Конечно, это было нечестно. Я понимала, что Эфил не может мне отказать, но иногда стоит применить силу. Она помедлила, но все же послушалась. Пролистнув блокнот – он был заполнен уже наполовину – я увидела, что все рисунки выполнены карандашами. Очевидно, это объяснялось удобством и компактностью материалов. А, возможно, и стоимостью. Рисунки были очаровательны. Не могу сказать, что хорошо разбираюсь в живописи, но у Эфил, определенно был свой стиль. Она видела мир как художник. И то, каким она его видела, позволило мне вдруг взглянуть на Мунунд иначе. Разглядывая рисунки, я совсем забыла об авторе, а Эфил стояла, напряженно сцепив ладони. Очнувшись, я взяла ее за руку и потянула, заставив сесть рядом.
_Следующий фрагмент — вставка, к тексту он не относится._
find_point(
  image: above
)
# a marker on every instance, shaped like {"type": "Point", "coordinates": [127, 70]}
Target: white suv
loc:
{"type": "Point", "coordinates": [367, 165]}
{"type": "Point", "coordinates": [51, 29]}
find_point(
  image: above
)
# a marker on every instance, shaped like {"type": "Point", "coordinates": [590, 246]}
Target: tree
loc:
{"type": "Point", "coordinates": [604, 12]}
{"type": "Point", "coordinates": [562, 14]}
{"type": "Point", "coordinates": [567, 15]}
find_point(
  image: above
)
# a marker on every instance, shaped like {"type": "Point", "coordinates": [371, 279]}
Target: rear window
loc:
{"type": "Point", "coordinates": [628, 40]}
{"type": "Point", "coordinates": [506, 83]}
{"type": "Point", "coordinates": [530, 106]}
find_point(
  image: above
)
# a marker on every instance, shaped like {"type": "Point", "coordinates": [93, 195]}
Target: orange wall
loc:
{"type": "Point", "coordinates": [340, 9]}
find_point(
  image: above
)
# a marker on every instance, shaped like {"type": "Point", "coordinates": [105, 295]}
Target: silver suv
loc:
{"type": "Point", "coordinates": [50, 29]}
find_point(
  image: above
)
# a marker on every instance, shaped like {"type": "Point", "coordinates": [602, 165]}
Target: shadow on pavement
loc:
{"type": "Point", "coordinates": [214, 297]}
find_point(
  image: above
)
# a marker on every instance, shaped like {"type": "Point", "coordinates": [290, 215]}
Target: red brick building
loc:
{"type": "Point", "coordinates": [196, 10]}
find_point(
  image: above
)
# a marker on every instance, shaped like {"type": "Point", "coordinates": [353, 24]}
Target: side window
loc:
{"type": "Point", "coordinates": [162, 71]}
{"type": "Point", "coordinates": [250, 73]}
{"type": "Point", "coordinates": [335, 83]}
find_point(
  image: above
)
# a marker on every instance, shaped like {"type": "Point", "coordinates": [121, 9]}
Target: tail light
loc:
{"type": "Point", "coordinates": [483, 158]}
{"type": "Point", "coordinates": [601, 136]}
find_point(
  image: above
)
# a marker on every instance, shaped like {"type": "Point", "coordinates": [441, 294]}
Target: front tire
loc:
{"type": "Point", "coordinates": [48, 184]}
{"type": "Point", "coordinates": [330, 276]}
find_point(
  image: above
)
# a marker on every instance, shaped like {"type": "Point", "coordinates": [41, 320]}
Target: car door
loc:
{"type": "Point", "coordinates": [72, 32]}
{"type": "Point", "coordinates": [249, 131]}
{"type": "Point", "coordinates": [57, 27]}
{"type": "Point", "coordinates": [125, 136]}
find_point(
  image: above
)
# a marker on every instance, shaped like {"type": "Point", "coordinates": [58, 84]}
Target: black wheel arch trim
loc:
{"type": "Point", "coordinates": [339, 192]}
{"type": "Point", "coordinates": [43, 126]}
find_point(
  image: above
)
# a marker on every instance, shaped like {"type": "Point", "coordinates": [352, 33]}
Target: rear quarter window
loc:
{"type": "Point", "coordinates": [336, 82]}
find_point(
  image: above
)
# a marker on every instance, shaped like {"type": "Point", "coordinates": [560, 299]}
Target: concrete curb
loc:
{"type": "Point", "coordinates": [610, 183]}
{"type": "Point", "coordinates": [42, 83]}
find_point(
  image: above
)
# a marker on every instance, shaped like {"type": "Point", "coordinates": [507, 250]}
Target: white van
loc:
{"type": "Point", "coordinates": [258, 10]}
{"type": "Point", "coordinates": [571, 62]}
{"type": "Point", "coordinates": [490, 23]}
– Я не знаю еще, как получится устроить дальше – не хочу тебя обнадеживать. Но пообещай мне, пожалуйста, что не бросишь рисовать. По крайней мере, пока я рядом.
Она не поблагодарила, не обрадовалась – по щекам текли слезы. Лучше сейчас ей побыть одной и обдумать все, поэтому я быстренько умылась, накинула пальто и вышла «подышать свежим воздухом».
Такой же бледный и туманный, как вчера, день только начинался. Наш поезд отогнали на ночь в тупик. Прямо передо мной тянулись скучные серые строения без единого окна. У последнего вагона оживленно разговаривали два человека. Решив прогуляться, я обогнула наш состав, выйдя к соседним путям, тянувшимся вдаль. У двери машиниста, стоял Ллур. Он задумчиво смотрел перед собой и попыхивал маленькой белой трубочкой. Когда я подошла ближе, поклонился и вежливо разогнал ладонью облачко дыма.
– Не трудитесь, запах приятный. Я не видела раньше, что в Мунунде курят. Тоже высушенные листья какого-нибудь растения?